02 May 2011

Nuclear energy needs handouts, can’t cut it in free market

Posted on May 1, 2011 by Russ Wellen 
 
Americans who favor it claim that nuclear energy makes us less dependent on Middle-Eastern oil with its attendant price spikes (those that aren’t a product of speculation, that is). But nuclear-energy plants don’t do much to ease the national debt. As Jeff Goodell reports in his Rolling Stone piece America’s Nuclear Nightmare (emphasis added)

Since the Manhattan Project was created to develop the atomic bomb back in the 1940s, the dream of a nuclear future has been fueled almost entirely by Big Government. America’s current fleet of reactors exists only because Congress passed the Price-Anderson Act in 1957, limiting the liability of nuclear plant operators in case of disaster. And even with taxpayers assuming most of the risk, Wall Street still won’t finance nuclear reactors without direct federal assistance, in part because construction costs are so high (up to $20 billion per plant) and in part because nukes are the only energy investment that can be rendered worthless in a matter of hours. “In a free market, where real risks and costs are accounted for, nuclear power doesn’t exist,” says Amory Lovins, a leading energy expert at the Rocky Mountain Institute. Nuclear plants “are a creation of government policy and intervention.”

Goodell also points out that without such taxpayer supports as the $54 billion President Obama included in his 2012 budget “in federal loan guarantees for [them] no new reactors would ever be built.”

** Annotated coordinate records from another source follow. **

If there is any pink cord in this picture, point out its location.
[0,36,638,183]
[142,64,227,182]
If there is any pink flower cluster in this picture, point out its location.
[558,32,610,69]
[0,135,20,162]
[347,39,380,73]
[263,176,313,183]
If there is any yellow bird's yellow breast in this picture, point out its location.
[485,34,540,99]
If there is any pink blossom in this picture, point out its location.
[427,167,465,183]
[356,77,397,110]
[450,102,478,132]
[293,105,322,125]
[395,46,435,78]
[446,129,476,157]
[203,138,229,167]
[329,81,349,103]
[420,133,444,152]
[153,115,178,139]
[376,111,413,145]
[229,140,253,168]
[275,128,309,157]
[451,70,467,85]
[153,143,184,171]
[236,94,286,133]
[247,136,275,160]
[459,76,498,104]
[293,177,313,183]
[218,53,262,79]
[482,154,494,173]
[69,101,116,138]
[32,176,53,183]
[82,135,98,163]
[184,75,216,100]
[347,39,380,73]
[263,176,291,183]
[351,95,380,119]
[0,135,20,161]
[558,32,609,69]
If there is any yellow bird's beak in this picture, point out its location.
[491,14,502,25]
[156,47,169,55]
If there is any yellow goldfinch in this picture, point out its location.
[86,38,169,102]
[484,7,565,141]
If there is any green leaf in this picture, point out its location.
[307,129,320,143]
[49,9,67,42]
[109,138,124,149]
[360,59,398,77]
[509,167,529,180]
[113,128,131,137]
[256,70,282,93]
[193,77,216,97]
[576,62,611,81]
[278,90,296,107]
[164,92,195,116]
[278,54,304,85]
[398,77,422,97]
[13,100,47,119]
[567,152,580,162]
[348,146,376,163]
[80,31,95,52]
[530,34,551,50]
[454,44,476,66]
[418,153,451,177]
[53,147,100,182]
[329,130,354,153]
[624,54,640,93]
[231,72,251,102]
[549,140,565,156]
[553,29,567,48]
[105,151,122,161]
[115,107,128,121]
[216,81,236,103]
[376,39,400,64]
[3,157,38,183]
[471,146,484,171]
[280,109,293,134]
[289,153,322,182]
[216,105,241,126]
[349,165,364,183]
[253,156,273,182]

In other words, nuclear energy is just another industry that wouldn’t exist were it not for the kindness of the government. In fact, it’s not that different from a New Deal WPA project. Of course, once they’re up and running, writes Goodell, nuclear-power plants are “cheap to operate, meaning the longer they run, the more profitable they become.” In other words, the public helps build nuclear power plants and assumes the risk while the industry reaps the profits. Where have we heard that before? Oh yeah, banks.